The obvious objective of a Prometei an infection seems to be cryptojacking — utilizing contaminated machines to assist mine the ultra-anonymous Monero cryptocurrency with out their house owners’ realizing it. Past that, although, it downloads and configures an Apache Net server that serves as a persistent Net shell. The Net shell permits attackers to add extra malicious information and execute arbitrary instructions.
As Stephen Hilt, senior menace researcher at Development Micro, factors out, botnet infections are sometimes related to different kinds of assaults as effectively.
“I at all times take a look at the cryptomining teams being a canary within the coal mine — it is an indicator that there is in all probability extra occurring in your system,” he says. “If you happen to take a look at our 2021 weblog, there was LemonDuck, a ransomware group, and [Prometei] all throughout the similar machines.”
Russia Hyperlinks
There’s one particular a part of the globe that Prometei doesn’t contact.

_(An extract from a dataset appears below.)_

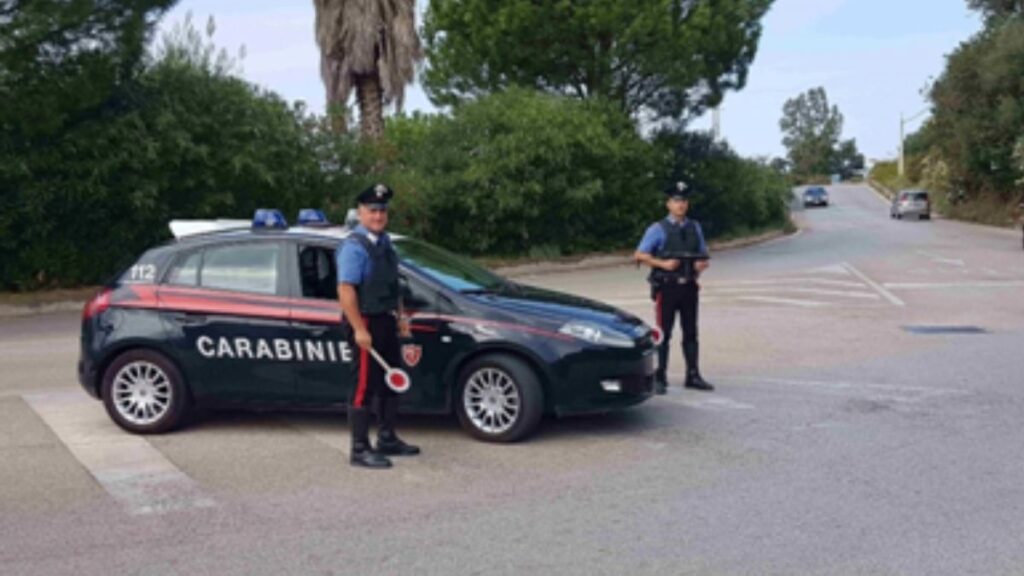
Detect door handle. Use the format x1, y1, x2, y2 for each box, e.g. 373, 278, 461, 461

The botnet’s Tor-based C2 server is made to particularly keep away from sure exit nodes in some former Soviet nations. To additional guarantee the security of Russian-language targets, it possesses a credential-stealing part that intentionally avoids affecting any accounts labeled “Visitor” or “Different person” in Russian.
Older variants of the malware contained bits of Russian-language settings and language code, and the title “Prometei” is a translation of “Prometheus” in varied Slavic languages. Within the well-known fable, Zeus applications an eagle to assault Prometheus’ liver daily, just for the liver to persist by means of reboots every evening.